Es el amor verdadero, incondicional y definitivo. Amor que es Unidad, que es Verdad y Vida y por eso nos hace ser libres, nos hace Ser. www.viaamoris.blogspot.com 

Creer en Él, abandonarse en Él es lo único que se nos pide. Lo voy comprendiendo en un nivel más profundo. Parece sencillo, y lo es, pero, a la vez, es tarea delicada, para “hilar fino” y crecer en fidelidad. No es fácil decidir creer en Él contra viento y marea en estos tiempos, y menos ser consecuente con esa decisión, porque a veces el mundo, el demonio y la carne se disfrazan de enseñanzas sutiles o amores efímeros que quieren durar y no pueden.        

Apostemos fuerte, vayamos “a por todas”, recordando que nos jugamos la Vida eterna. Vivamos desde ahora unidos a este Amor infinito, sabiendo que, incluso cuando atraviesas la noche oscura de la desolación o cuando Le olvidas, Él nunca se olvida de ti y sigue a tu lado, esperando que vuelvas a prestarle atención y ames como Él nos ha amado, totalmente, sin condiciones ni medida.

Esta es nuestra vocación, para tantos como nosotros tardía y felizmente descubierta: recorrer lo que resta de camino conscientes de su presencia, que es fuente de amor, a nuestro lado y dentro, muy dentro de todos y de cada uno (intimior intimo meo et superior summo meo).

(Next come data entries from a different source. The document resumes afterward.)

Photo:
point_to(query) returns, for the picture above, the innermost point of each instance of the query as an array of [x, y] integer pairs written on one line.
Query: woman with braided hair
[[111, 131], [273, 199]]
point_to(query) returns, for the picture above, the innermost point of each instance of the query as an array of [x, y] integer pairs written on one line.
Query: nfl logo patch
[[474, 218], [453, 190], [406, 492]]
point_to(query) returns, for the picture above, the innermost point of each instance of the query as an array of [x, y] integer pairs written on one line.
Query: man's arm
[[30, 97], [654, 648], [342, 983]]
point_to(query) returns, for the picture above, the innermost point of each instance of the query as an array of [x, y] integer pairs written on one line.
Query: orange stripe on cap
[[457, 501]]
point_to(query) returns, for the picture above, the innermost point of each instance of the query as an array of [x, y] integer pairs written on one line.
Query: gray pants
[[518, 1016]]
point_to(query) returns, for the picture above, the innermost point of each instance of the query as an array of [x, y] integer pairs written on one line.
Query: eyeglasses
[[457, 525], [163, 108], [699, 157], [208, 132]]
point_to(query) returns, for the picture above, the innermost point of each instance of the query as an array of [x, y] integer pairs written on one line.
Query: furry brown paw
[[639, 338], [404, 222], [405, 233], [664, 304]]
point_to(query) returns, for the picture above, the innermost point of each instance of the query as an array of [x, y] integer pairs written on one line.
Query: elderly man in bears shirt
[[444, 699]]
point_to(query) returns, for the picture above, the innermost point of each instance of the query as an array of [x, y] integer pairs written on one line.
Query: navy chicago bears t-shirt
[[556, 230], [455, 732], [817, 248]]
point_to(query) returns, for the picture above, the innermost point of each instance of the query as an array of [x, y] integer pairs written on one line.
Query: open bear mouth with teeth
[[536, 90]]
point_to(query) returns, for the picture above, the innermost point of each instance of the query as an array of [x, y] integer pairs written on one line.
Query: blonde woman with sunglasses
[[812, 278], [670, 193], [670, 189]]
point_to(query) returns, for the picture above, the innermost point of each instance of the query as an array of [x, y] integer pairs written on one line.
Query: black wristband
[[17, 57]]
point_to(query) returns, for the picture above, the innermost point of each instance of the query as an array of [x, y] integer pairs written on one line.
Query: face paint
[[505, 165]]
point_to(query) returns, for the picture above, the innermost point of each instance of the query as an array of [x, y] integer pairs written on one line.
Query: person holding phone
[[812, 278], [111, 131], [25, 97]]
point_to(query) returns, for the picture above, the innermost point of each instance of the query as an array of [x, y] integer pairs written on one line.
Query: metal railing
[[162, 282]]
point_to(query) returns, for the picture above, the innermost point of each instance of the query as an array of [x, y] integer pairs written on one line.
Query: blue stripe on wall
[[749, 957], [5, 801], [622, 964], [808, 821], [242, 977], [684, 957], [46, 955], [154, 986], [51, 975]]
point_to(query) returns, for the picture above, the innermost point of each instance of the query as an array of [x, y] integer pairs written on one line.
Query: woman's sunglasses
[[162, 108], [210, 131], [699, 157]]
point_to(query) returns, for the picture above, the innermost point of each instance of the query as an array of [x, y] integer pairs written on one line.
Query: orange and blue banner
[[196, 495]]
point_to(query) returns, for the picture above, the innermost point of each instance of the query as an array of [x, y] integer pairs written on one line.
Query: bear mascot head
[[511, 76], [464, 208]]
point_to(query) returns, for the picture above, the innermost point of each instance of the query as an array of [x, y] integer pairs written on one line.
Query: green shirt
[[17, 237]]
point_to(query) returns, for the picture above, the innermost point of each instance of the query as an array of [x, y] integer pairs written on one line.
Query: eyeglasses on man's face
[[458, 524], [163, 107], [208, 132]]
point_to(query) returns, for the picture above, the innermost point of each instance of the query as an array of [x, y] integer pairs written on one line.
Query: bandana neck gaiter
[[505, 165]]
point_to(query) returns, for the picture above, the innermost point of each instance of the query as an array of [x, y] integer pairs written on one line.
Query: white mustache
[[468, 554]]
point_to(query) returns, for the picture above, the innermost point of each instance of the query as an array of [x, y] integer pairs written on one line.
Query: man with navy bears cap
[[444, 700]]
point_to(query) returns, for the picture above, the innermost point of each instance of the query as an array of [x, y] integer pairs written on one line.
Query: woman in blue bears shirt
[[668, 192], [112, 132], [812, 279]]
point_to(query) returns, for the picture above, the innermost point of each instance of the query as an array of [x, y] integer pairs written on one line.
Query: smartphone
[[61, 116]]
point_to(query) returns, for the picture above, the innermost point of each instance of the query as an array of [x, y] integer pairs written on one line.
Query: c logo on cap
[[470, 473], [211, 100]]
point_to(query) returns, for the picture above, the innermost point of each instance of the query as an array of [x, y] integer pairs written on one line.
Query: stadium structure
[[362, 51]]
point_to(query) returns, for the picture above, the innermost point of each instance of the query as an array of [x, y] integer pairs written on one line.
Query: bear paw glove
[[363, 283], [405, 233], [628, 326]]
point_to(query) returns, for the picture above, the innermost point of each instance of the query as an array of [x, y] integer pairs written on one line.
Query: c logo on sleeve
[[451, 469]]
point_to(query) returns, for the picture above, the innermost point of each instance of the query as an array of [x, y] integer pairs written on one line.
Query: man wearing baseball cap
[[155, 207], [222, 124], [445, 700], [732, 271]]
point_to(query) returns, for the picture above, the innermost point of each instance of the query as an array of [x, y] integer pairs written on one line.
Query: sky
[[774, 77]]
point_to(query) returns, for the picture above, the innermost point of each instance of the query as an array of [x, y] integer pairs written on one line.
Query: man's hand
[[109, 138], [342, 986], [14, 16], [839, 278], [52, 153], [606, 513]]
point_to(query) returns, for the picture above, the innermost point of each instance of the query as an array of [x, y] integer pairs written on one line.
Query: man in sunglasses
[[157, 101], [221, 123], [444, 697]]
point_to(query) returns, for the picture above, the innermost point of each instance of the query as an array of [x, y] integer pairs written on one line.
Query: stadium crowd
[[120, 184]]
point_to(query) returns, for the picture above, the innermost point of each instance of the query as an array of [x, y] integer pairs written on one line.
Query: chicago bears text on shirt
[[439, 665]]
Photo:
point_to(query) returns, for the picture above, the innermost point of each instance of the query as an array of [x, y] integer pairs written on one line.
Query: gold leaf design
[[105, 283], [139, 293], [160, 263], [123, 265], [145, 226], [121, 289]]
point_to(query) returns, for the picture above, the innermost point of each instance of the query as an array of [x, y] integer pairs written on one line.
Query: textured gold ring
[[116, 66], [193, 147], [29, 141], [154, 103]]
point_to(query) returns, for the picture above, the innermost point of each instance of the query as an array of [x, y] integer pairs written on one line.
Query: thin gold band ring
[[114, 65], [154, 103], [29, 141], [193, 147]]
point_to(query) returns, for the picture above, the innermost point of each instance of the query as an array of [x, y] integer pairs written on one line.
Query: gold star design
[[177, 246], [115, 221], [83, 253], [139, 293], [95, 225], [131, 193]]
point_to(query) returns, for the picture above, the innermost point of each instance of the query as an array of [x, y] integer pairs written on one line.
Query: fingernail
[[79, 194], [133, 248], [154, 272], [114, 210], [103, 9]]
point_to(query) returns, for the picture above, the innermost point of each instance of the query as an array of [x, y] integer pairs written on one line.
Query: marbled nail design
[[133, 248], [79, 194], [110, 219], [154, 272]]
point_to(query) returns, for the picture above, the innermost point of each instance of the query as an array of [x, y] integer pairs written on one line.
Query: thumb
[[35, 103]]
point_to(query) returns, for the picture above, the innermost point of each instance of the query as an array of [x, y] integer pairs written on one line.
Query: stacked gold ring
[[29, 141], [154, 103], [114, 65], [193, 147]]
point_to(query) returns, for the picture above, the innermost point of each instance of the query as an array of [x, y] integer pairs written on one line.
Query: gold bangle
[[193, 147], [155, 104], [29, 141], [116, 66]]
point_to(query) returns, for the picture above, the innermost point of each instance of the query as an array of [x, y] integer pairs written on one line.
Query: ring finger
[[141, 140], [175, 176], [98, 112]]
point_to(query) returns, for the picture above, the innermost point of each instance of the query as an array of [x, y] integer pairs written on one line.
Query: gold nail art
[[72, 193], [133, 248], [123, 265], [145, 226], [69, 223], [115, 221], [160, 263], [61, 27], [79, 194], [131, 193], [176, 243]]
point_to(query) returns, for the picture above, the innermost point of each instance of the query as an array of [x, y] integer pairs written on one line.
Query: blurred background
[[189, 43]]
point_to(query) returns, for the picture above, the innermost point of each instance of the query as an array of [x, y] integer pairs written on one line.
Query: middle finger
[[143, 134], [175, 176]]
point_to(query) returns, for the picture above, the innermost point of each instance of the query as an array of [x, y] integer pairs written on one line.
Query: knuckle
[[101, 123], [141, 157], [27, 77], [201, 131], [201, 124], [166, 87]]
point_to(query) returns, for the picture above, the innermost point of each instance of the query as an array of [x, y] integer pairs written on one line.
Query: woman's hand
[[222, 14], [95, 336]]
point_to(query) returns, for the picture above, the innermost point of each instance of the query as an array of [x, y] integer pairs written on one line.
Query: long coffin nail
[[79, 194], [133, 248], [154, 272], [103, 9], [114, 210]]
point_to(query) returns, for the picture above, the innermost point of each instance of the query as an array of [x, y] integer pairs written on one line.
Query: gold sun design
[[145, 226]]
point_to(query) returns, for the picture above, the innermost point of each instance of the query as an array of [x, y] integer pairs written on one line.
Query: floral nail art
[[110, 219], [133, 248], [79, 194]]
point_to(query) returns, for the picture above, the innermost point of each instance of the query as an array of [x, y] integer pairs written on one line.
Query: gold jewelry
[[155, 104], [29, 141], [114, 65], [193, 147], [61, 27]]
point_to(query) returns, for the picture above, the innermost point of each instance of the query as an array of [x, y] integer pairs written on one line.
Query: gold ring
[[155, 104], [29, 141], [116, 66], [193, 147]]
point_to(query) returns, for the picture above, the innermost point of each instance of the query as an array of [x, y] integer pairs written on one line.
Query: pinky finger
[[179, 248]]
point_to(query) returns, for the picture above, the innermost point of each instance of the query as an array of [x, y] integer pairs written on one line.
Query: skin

Con palabras de San Agustín, volvamos a meditarlo, agradecerlo, hacernos conscientes de tal don, consagrarnos y comprometernos, con una decisión alegre y definitiva que nos mantenga unidos para siempre al amor del Padre, del Hijo, del Espíritu Santo:
¡Tarde te amé, belleza siempre antigua y siempre nueva! Tarde te amé. Tú estabas dentro de mí, pero yo andaba fuera de mí mismo, y allá afuera te andaba buscando. Me lanzaba todo deforme entre la hermosura que tú creaste. Tú estabas conmigo, pero yo no estaba contigo; me retenían lejos de ti cosas que no existirían si no existieran en ti. Pero tú me llamaste, y más tarde me gritaste, hasta romper finalmente mi sordera. Con tu fulgor espléndido pusiste en fuga mi ceguera. Tu fragancia penetró en mi respiración y ahora suspiro por ti. Gusté tu sabor y por eso ahora tengo más hambre y más sed de ese gusto. Me tocaste, y con tu tacto me encendiste en tu paz.